Melanie Leonhard und Nils Weiland, Landesvorsitzende der SPD Hamburg:
“Die Hochrechnungen machen deutlich, wie schwierig und instabil die politische Lage in Sachsen-Anhalt ist. Die Menschen in Sachsen-Anhalt, werden sich auf Jahre politischer und wirtschaftlicher Unsicherheit einstellen müssen. Für die SPD zeichnet sich ein stabiles Ergebnis in einem stark polarisierten Umfeld ab - wenngleich auf einem Niveau, mit dem wir nicht zufrieden sein können. Eine derart tiefe Spaltung und Polarisierung ist eine große Gefahr für unsere Gesellschaft.
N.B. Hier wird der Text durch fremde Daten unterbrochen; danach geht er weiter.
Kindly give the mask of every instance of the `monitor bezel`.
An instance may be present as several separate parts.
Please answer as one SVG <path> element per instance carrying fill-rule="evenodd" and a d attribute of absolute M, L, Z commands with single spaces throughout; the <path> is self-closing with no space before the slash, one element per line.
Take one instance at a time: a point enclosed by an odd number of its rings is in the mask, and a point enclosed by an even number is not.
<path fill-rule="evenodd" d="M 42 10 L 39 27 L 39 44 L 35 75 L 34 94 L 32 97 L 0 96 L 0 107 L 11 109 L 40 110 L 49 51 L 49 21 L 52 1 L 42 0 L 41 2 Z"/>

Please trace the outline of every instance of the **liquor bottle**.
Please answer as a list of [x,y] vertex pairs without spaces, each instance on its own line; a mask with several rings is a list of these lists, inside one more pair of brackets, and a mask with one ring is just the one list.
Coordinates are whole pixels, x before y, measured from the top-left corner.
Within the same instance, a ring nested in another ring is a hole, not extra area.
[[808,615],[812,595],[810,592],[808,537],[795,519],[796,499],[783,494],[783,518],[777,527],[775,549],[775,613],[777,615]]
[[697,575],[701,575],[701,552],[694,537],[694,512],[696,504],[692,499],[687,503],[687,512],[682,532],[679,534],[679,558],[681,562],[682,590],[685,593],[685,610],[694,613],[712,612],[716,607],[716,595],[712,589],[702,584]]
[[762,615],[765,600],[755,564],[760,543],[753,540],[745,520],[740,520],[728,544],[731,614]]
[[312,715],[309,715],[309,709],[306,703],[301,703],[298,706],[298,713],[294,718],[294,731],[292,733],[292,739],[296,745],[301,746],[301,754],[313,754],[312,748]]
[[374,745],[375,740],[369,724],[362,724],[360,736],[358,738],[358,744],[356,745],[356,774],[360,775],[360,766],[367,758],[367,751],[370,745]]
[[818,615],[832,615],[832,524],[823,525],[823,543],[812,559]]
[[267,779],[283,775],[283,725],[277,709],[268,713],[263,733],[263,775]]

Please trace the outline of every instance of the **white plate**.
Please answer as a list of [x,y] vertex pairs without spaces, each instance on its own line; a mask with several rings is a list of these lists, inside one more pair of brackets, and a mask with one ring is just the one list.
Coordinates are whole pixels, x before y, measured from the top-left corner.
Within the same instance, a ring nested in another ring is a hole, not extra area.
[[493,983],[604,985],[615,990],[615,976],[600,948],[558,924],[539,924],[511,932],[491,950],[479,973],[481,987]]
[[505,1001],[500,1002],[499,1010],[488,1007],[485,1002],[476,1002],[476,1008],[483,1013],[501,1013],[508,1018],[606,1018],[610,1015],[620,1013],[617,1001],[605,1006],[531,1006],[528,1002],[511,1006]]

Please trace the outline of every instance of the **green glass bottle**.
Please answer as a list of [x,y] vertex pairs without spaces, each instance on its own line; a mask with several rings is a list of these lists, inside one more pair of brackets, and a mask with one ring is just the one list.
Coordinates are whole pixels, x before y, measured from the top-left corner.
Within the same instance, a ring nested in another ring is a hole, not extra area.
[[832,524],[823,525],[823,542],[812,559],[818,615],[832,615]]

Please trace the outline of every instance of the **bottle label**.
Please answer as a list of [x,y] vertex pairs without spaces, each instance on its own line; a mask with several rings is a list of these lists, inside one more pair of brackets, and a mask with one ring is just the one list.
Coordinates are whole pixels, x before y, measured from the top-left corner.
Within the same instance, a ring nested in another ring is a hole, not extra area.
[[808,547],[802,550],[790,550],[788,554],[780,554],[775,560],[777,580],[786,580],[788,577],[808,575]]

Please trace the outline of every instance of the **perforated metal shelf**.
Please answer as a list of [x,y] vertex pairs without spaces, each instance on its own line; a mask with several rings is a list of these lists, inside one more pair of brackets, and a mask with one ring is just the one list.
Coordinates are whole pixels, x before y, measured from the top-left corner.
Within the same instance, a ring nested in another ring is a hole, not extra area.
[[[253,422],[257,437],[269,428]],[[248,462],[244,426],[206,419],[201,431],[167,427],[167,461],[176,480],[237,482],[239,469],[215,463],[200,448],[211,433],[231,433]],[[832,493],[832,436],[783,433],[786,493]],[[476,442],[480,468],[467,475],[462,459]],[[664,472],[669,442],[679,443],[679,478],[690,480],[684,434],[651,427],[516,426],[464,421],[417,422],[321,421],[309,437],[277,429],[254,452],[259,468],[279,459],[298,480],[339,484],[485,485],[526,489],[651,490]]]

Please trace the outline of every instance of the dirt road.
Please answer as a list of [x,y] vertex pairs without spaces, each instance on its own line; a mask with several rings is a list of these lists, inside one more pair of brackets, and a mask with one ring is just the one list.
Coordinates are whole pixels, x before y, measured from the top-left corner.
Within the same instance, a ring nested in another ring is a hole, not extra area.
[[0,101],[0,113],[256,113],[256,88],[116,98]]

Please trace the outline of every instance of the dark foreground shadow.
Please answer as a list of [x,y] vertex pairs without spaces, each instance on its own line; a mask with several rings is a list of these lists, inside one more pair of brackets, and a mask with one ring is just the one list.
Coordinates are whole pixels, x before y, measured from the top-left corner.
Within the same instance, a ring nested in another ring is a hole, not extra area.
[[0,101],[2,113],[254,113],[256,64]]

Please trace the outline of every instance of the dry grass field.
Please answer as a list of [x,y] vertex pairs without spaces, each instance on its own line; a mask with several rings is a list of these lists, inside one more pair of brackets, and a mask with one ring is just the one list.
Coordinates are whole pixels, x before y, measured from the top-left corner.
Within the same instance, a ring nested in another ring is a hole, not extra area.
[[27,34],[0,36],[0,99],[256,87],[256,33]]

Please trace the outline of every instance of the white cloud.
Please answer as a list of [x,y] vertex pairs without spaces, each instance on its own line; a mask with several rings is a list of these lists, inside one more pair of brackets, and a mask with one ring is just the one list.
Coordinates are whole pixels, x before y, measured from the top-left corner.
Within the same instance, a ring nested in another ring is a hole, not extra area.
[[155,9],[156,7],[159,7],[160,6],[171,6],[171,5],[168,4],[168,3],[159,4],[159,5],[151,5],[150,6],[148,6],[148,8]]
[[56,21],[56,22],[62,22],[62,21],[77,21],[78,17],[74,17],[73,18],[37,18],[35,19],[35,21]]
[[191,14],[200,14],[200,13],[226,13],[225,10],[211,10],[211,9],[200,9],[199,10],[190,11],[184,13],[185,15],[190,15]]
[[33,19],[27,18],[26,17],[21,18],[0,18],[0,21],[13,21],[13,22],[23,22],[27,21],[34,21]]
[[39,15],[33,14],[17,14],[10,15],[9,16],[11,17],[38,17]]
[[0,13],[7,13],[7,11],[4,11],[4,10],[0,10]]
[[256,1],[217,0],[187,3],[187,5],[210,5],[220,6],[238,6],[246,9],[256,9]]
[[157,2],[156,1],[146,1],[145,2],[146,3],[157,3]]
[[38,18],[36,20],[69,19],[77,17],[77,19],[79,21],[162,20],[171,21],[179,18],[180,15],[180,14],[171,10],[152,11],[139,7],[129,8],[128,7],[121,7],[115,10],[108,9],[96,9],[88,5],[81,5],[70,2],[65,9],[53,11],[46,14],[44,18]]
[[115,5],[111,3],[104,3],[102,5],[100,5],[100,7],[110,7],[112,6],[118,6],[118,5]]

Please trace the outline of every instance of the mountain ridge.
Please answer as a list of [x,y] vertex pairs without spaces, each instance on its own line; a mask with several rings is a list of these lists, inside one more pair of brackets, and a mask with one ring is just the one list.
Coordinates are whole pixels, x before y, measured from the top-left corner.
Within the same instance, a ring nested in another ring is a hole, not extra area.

Wir als SPD-Hamburg werden alles dafür tun, damit Hamburg eine Stadt mit stabilen politischen Verhältnissen und des gesellschaftlichen Ausgleichs bleibt.”
Peter Tschentscher, Erster Bürgermeister der Freien und Hansestadt Hamburg:
“Zum ersten Mal in der Geschichte der Bundesrepublik steht eine gesichert rechtsextreme Partei bei einer Landtagswahl kurz vor einer absoluten Mehrheit. Das Grundgesetz und der Rechtsstaat konnten seit Ende des Zweiten Weltkrieges gegen viele äußere und innere Feinde verteidigt werden. Das heutige Wahlergebnis ist ein schwerer Schlag für die politische Stabilität in Deutschland. Es muss als Ausdruck des Protests und größter Unzufriedenheit vieler Bürgerinnen und Bürger in Sachsen-Anhalt mit der Politik ernst genommen werden. Eine Beteiligung der AfD an der künftigen Regierung in Magdeburg wäre auch eine Bewährungsprobe für den Rechtsstaat und den Föderalismus in Deutschland insgesamt. Die Zusammenarbeit von Bund und Ländern, die Arbeit des Bundesrates und die Koordination in der Ministerpräsidentenkonferenz beruhen auf gegenseitigem Respekt, Kooperationsbereitschaft und der Achtung der Regeln unserer Verfassung. Diese können durch destruktives Verhalten einzelner Länder empfindlich gestört werden.”
Andy Grote, Innensenator der Freien und Hansestadt Hamburg und Vorsitzender der Innenministerkonferenz:
"Nach dem gestrigen Wahlergebnis steht eine in Sachsen-Anhalt gesichert rechtsextreme Partei an der Schwelle zur Regierungsmacht. Staatsgewalt und damit Kontrolle über Sicherheitsbehörden in den Händen einer verfassungsfeindlichen Partei mit engen Kontakten nach Russland ist ein gravierendes Sicherheitsrisiko. Als Innenminister ist es unsere Verantwortung, die gemeinsamen sicherheitsbehördlichen Strukturen in Deutschland gegen extremistische Einflussnahme jeder Art zu schützen. Dieser Verantwortung müssen wir als IMK jetzt gerecht werden."